SaaStr attendee favorite Dave Kellogg recently shared with us his thoughts on why churn is dead, and what’s driving many companies to turn to net dollar retention.
In today’s B2B world, one thing so many companies struggle with time and time again is understanding how to grow their SaaS business — for real. Why is this?
Understanding a SaaS Business:
The usual suspects for confusion include…
- Sales commissions amortized
- Public companies don’t disclose ARR engine
- Revenue is a lagging indicator
- Must impute “billings”
- ARR needs to be implied
- Churn is not disclosed
However, the main culprit is it’s usually two different businesses:
- Recurring business (existing customers)
- Customer acquisition (bringing in new customers)
One main way Kellogg likes to think of SaaS companies is “a leaky bucket full of ARR”. Once you can see and understand the ARR engine of a company, then calculate core SaaS economic metrics. Be sure to include Metrics such as…
- CAC ration
- Lifetime value
- LTV to CAC ratio
- CAC payback period
Three Fatal Flaws of Churn:
Kellogg, along with many other business owners, has become increasingly skeptical of churn rates within the last few years. Churn is not quite dead YET, but definitely wounded.
#1 Too many ways to calculate it
There are four ways to calculate churn rates:
- Gross vs. Net
- ARR vs. ATR
- Will produce very different results
- The net problem
#2 Churn rates blow up LTV
Four different churn rates, mean four different LTV rates. A warning sign this may be happening is if the churn rate falls below .02
#3 Churn ARR itself can be non-obvious
Not only are their four different rates, but even defining the numerator is ambiguous.
A helpful way to look at this is “ARR is a fact, and churn rate is an opinion.”
The solution? Zoom out.
A perfect problem that cohort analysis can solve
How do you do it?
- Grab a cohort (typically all customers)
- What were they worth a year ago in ARR? Now?
The best part of using this method is it’s easy to calculate, easy to understand, and hard to game. However, beware of the bad apples. There are a few deceitful companies who will exclude customers who chose to no longer do business. This is essentially looking at what customers were worth a year ago and ignoring the now.
You want to make sure your net cohort expansion is put into a single, benchmarkable, regression-able number. Having a good net dollar retention is crucial, and the average good NDR rate falls around 115%.
Three Quotes to Ponder
As you move forward, you may want to reflect on these inspirational quotes provided by Kellogg.
- “If you cannot measure it, you can not improve it.” -Lord Kelvin
- “What gets measured gets managed”. -Peter Dracker
- Goodhart’s Law: When a measure becomes a target, it ceases to be a good measure.
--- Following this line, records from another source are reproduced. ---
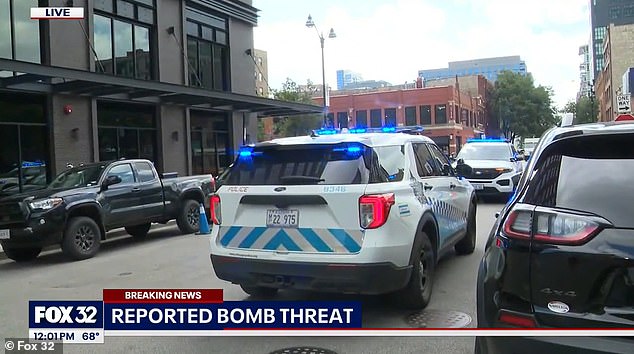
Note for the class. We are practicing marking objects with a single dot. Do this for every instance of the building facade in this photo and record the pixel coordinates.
(585, 72)
(618, 46)
(347, 77)
(165, 80)
(447, 115)
(490, 68)
(260, 58)
(602, 14)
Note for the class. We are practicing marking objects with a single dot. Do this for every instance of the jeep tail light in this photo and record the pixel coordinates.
(552, 226)
(374, 210)
(215, 209)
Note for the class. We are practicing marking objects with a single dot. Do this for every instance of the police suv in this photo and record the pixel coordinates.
(341, 211)
(495, 165)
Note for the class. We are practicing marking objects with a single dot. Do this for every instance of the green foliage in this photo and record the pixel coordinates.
(522, 108)
(300, 124)
(586, 110)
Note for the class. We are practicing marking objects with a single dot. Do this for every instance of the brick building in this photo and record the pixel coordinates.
(448, 117)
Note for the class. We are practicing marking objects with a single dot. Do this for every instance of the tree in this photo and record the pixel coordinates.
(300, 124)
(585, 110)
(521, 108)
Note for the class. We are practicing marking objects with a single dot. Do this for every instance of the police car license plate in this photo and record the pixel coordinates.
(282, 218)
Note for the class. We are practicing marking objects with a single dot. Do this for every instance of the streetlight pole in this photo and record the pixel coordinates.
(310, 23)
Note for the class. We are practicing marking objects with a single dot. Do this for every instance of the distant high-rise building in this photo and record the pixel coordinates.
(602, 14)
(487, 67)
(585, 71)
(261, 72)
(347, 77)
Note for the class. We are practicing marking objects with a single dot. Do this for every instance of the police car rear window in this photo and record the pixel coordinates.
(316, 164)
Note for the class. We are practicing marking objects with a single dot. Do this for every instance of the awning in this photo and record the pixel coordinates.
(57, 80)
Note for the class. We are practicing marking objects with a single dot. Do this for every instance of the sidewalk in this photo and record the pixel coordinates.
(116, 233)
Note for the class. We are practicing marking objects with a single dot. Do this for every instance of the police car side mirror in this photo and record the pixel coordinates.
(463, 170)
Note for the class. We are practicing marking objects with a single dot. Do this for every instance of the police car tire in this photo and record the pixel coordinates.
(22, 254)
(259, 291)
(138, 231)
(467, 244)
(415, 295)
(78, 225)
(181, 220)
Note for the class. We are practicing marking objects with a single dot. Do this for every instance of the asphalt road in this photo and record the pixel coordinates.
(169, 260)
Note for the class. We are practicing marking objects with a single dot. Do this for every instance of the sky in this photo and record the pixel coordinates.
(392, 39)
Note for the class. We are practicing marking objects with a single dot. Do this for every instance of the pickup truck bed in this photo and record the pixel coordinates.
(83, 203)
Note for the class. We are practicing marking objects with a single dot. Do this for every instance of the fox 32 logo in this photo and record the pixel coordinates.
(65, 314)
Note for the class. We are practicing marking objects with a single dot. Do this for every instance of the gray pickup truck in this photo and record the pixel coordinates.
(83, 203)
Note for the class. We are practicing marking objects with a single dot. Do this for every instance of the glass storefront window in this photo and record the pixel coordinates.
(211, 145)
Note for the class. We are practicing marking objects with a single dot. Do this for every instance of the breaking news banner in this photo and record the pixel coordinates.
(174, 312)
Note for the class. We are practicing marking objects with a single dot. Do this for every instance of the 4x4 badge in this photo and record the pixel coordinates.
(558, 307)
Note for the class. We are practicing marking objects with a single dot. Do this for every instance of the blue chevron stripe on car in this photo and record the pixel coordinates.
(335, 241)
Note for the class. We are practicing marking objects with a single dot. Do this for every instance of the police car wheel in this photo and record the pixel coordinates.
(82, 238)
(22, 254)
(417, 293)
(259, 291)
(188, 217)
(467, 244)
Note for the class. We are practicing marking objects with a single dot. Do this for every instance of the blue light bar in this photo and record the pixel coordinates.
(487, 140)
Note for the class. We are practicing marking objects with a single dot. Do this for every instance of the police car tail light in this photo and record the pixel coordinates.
(215, 209)
(552, 227)
(374, 210)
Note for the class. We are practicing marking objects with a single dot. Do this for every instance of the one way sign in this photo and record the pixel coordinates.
(623, 103)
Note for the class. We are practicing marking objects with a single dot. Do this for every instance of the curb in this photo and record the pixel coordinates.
(112, 234)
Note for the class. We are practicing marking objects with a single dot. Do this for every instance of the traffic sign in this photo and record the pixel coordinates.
(623, 103)
(622, 117)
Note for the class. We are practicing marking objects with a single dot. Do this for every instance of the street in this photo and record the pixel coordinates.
(169, 260)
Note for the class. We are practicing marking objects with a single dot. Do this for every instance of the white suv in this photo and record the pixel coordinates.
(495, 165)
(366, 213)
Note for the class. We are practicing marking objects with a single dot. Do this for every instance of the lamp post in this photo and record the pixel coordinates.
(310, 23)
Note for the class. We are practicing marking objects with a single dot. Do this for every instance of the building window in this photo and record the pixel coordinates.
(362, 119)
(615, 13)
(425, 115)
(342, 119)
(123, 38)
(410, 116)
(375, 118)
(390, 117)
(441, 114)
(19, 35)
(207, 50)
(211, 144)
(126, 131)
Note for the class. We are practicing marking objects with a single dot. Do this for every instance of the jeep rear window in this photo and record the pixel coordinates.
(591, 174)
(317, 164)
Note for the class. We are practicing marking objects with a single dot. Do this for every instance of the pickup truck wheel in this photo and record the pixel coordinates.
(82, 238)
(467, 244)
(259, 291)
(138, 231)
(417, 293)
(22, 254)
(188, 216)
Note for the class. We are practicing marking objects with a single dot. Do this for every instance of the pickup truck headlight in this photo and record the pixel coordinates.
(45, 204)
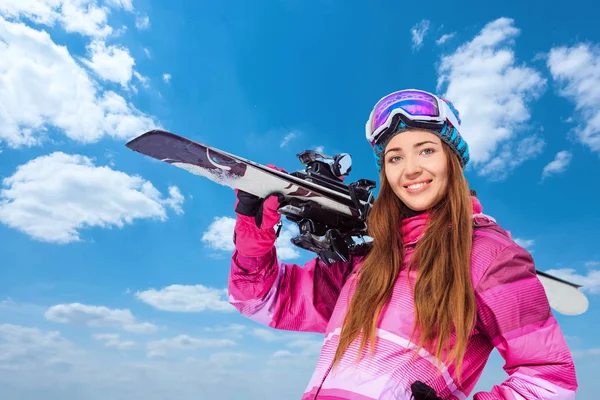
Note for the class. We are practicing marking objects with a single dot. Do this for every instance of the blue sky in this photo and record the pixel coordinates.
(114, 268)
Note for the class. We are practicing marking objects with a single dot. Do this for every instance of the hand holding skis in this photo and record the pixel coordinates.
(254, 233)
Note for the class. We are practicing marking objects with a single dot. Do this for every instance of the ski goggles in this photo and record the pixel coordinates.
(417, 108)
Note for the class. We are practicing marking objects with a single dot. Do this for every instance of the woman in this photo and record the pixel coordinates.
(441, 286)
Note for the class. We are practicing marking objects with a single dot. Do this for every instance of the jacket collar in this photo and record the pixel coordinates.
(413, 228)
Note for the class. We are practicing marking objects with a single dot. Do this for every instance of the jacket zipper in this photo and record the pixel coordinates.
(323, 381)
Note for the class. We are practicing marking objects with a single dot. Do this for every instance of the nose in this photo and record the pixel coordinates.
(412, 166)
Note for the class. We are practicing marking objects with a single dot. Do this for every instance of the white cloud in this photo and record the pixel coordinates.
(590, 281)
(525, 243)
(592, 263)
(113, 340)
(559, 164)
(160, 348)
(233, 330)
(511, 156)
(418, 33)
(97, 316)
(265, 334)
(229, 359)
(187, 298)
(492, 93)
(219, 236)
(22, 346)
(304, 350)
(51, 198)
(85, 17)
(287, 139)
(576, 71)
(42, 88)
(444, 38)
(142, 22)
(112, 63)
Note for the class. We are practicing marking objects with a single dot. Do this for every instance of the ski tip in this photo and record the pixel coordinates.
(134, 143)
(564, 297)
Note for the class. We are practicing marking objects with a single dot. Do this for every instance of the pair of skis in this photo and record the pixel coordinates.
(330, 214)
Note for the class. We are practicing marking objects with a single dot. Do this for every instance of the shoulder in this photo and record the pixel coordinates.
(496, 259)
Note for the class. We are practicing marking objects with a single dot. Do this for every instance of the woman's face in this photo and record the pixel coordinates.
(416, 167)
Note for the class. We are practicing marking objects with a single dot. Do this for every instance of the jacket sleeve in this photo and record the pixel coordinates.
(281, 295)
(515, 314)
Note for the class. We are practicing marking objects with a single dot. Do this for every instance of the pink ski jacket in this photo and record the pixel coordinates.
(513, 313)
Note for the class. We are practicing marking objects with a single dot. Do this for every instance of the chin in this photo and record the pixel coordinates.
(418, 204)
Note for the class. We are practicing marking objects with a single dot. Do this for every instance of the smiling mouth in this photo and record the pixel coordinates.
(416, 186)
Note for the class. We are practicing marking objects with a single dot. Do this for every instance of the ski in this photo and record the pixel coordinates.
(329, 213)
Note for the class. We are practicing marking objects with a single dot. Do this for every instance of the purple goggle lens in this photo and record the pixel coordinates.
(413, 102)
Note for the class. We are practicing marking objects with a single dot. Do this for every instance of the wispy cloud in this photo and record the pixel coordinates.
(590, 281)
(493, 94)
(444, 38)
(187, 298)
(84, 17)
(559, 164)
(418, 33)
(97, 316)
(142, 22)
(163, 347)
(59, 92)
(219, 236)
(113, 340)
(51, 198)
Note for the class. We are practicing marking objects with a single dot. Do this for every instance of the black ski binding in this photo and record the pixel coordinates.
(325, 232)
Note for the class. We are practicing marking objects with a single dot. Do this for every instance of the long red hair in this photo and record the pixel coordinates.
(444, 297)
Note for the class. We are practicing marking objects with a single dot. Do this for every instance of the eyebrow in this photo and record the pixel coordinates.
(414, 146)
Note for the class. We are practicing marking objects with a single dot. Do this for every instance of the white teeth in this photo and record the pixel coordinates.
(417, 185)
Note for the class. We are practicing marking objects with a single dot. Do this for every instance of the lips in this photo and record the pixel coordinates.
(417, 185)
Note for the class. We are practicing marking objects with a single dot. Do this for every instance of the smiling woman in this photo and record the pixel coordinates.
(418, 175)
(440, 287)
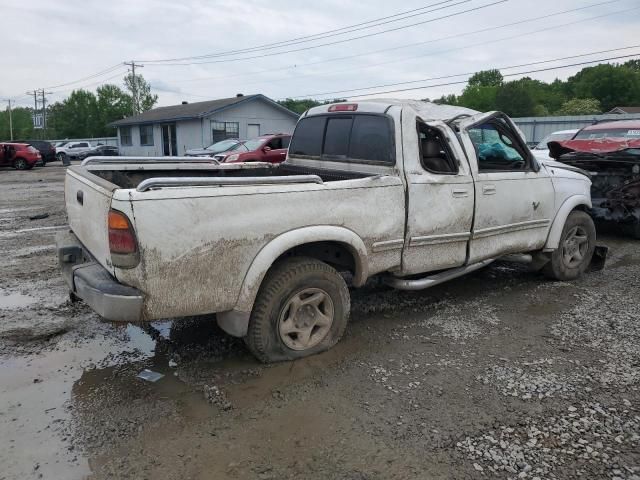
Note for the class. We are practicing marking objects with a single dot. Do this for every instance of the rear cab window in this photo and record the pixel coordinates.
(354, 137)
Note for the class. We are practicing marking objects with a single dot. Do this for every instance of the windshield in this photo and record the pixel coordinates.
(253, 144)
(554, 137)
(609, 133)
(222, 146)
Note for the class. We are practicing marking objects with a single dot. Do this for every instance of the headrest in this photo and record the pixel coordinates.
(430, 148)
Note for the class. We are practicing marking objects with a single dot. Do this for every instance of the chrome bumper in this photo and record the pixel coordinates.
(91, 282)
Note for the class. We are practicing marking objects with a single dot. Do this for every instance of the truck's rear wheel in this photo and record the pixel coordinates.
(302, 309)
(577, 243)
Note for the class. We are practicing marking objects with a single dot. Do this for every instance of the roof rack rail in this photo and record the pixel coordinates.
(124, 159)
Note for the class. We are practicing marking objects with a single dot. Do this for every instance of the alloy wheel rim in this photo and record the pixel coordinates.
(306, 319)
(575, 246)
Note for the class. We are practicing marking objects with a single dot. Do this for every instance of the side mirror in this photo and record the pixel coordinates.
(535, 165)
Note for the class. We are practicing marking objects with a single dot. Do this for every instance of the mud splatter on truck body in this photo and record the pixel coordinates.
(614, 167)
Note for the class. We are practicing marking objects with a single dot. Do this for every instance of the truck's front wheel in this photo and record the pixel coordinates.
(302, 309)
(577, 244)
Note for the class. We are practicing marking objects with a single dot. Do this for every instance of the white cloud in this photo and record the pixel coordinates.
(69, 40)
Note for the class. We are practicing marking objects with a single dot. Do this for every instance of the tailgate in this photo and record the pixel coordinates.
(88, 199)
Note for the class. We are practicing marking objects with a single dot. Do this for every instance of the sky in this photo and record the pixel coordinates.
(72, 41)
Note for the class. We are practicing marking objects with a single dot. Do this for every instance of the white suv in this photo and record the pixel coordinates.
(71, 150)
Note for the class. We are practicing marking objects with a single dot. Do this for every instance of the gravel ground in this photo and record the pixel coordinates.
(501, 374)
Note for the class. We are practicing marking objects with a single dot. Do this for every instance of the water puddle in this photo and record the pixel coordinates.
(14, 301)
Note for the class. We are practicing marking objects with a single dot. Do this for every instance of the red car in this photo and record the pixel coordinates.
(266, 148)
(20, 156)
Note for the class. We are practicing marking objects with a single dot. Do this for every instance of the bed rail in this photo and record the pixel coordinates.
(162, 182)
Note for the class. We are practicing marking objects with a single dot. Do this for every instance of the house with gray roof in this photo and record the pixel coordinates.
(170, 131)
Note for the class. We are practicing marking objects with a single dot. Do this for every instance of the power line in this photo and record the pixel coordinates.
(317, 36)
(99, 82)
(466, 73)
(98, 74)
(454, 49)
(422, 87)
(481, 7)
(506, 25)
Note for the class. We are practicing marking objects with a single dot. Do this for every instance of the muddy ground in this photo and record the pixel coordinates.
(502, 374)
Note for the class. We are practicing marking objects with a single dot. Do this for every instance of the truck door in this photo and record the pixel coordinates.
(440, 198)
(514, 196)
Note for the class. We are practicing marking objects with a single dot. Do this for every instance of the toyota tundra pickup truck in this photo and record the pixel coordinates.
(412, 192)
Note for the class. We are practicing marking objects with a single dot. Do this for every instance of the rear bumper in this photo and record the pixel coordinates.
(89, 280)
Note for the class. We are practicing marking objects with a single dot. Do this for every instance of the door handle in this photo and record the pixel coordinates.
(459, 193)
(489, 189)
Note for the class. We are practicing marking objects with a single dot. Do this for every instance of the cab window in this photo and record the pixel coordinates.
(345, 137)
(435, 155)
(496, 147)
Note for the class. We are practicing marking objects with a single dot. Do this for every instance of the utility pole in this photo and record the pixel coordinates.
(44, 110)
(10, 121)
(35, 105)
(134, 84)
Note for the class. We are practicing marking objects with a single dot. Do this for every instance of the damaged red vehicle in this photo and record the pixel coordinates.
(610, 153)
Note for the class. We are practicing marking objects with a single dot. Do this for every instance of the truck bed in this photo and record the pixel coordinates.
(124, 176)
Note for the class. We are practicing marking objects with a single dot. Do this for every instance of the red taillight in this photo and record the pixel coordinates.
(344, 107)
(122, 239)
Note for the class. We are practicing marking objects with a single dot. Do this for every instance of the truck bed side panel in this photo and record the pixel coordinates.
(197, 244)
(88, 206)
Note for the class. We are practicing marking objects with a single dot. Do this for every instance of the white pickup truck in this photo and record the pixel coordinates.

Where should you go from here?
Moving forward, pay attention to multi-year contracts, and RPO. It’s always best to get ahead of the curve.
- Build-in net dollar retention to multi-year contracts:
- Offer your customers a three-year plan, for example, with a 10% buffer. They’ll be saving money, and you’ll be securing it. Double win!
- The next frontier is RPO:
- The remaining performance obligation gets second billing after revenue. Kellogg predicts this will be one of the next most important measurable aspects.
Did you get all that? Just in case… we’ve summed it all up!
- A SaaS company is the sum of two businesses (recurring, acquisition)
- SaaS unit economics are great for understanding SaaS business
- But churn rates can be problematic and often lack credibility
- Flawed churn rates impact LTV and LTV/CAC ratios
- The solution is to do cohort-based analysis which take you above the fray
- Net dollar retention is a cohort-based customer expansion/shrinkage metric
- A good NDR is around 115%
- If NDR is so important, why not build into multi-year deals?